Read 1 Timothy 3
Qualifications for Overseers and Deacons
1 Here is a trustworthy saying: Whoever aspires to be an overseer desires a noble task. 2 Now the overseer is to be above reproach, faithful to his wife, temperate, self-controlled, respectable, hospitable, able to teach, 3 not given to drunkenness, not violent but gentle, not quarrelsome, not a lover of money. 4 He must manage his own family well and see that his children obey him, and he must do so in a manner worthy of full respect. 5 (If anyone does not know how to manage his own family, how can he take care of God’s church?) 6 He must not be a recent convert, or he may become conceited and fall under the same judgment as the devil. 7 He must also have a good reputation with outsiders, so that he will not fall into disgrace and into the devil’s trap.
8 In the same way, deacons are to be worthy of respect, sincere, not indulging in much wine, and not pursuing dishonest gain. 9 They must keep hold of the deep truths of the faith with a clear conscience. 10 They must first be tested; and then if there is nothing against them, let them serve as deacons.
11 In the same way, the women are to be worthy of respect, not malicious talkers but temperate and trustworthy in everything.
12 A deacon must be faithful to his wife and must manage his children and his household well. 13 Those who have served well gain an excellent standing and great assurance in their faith in Christ Jesus.
Reasons for Paul’s Instructions
14 Although I hope to come to you soon, I am writing you these instructions so that, 15 if I am delayed, you will know how people ought to conduct themselves in God’s household, which is the church of the living God, the pillar and foundation of the truth. 16 Beyond all question, the mystery from which true godliness springs is great:
He appeared in the flesh,
was vindicated by the Spirit,
was seen by angels,
was preached among the nations,
was believed on in the world,
was taken up in glory.
In reading 1 Timothy, there is a temptation for some to skim over chapter 3. Even worse is the temptation to strictly read this passage as instructions for others or as an excuse to judge others without first examining the log in one’s own eye. One might use reasonings such as, “I’m not in ministry” or “this wasn’t written for me” to justify this behavior, but this is an incorrect reading of the text. 1 Timothy is still God’s Word, and the Lord has something to teach each Christian from each page of Scripture.
All Christians are in ministry whether they are a minister by vocation or not. We even see this in the word choice Paul makes here with “deacon.” The Greek word for deacon, “diakonous”, literally means “servant.” While there is an office of the “deacon” here, this applies to all of those who serve in the Lord’s house, the family of God. These lists are not simply for those in vocational ministry but also for those who do ministry with their entire lives!

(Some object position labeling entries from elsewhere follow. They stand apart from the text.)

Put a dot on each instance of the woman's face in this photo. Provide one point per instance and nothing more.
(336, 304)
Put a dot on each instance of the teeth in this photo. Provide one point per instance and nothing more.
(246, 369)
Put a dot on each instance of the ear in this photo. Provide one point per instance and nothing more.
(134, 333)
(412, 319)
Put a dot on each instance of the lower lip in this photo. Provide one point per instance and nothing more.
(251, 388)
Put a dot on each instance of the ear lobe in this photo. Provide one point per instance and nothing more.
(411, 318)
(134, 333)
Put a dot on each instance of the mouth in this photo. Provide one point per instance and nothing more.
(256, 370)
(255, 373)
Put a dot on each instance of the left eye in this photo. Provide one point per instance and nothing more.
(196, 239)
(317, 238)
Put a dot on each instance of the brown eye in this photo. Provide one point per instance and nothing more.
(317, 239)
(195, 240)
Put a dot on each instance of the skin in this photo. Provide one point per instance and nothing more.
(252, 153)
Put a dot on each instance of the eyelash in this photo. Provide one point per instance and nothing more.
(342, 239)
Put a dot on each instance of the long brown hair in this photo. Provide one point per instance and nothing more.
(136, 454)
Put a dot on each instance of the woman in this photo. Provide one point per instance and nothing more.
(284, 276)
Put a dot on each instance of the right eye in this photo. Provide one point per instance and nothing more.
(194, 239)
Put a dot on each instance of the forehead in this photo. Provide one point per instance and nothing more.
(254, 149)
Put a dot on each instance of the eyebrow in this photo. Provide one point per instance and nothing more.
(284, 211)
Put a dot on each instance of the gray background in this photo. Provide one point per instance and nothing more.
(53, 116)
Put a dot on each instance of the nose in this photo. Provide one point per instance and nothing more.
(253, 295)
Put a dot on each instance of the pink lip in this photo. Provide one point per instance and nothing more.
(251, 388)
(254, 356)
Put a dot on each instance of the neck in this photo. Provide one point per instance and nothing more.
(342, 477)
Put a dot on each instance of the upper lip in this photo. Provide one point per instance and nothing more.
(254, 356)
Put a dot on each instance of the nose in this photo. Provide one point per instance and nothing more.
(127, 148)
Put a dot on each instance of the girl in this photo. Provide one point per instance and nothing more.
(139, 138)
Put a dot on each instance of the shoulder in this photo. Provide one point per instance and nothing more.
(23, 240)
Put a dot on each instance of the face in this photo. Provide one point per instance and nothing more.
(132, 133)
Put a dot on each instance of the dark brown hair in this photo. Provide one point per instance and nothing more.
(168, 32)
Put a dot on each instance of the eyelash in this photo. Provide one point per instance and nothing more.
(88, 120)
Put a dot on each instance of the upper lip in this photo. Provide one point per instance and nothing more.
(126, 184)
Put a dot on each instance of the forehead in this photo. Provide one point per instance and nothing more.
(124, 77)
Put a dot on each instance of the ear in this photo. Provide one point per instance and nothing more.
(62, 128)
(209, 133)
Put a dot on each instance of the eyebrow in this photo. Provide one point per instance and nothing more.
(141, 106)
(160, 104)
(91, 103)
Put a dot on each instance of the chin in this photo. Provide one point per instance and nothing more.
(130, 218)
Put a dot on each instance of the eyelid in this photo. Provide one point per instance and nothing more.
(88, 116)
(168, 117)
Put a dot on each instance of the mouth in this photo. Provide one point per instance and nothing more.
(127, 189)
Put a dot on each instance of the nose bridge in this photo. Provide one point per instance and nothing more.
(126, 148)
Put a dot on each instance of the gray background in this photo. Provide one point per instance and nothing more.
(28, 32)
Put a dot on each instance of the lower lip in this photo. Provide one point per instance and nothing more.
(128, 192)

That being said, this isn’t something we can attain through sheer effort. In fact, if you try and go at this through effort alone, you will fail, guaranteed. However, Paul places a key detail in the middle of the list for deacons:
“They must keep hold of the deep truths of the faith with a clear conscience.” (1 Tim. 3:9)
The Greek word that is translated here, “deep truths,” is the word “mysterion” which is where we get the word “mystery.” In fact, this is the exact same word that is later translated to “mystery” when Paul talks about the mystery of godliness.
The point being, at the core of all of these qualifications, those doing ministry must have their eyes fixed on Jesus and their minds fixed on the mystery that was revealed in God coming to Earth in flesh as the person of Jesus Christ, dying for us, rising again on the third day, and taking His rightful place at the right hand of the Father in heaven. When one fixes his or her heart on this truth, this “mysterion,” one will start to, by the power of God the Spirit, show these qualifications.
God is not looking for those already qualified, but rather for those He wills to qualify by the renewal of their entire being.
- How have you reflected on the revealed truth of the gospel of Jesus Christ recently? How can you reflect on it today?
- What does this truth mean for how you live your life? In what areas of your life can you allow God to minister to others through you?
- Share your reflections on this question with a trusted brother or sister in the faith. How can you help each other along in this process?
By the Way
In the Sermon on the Mount Jesus explains to those listening the key to this practice of living a life of ministry:
“So do not worry, saying ‘What shall we eat?’ or ‘What shall we drink?’ or ‘What shall we wear?’ For the pagans run after these things, and your heavenly Father knows that you need them. But seek first His kingdom and His righteousness, and all these things will be given to you as well.”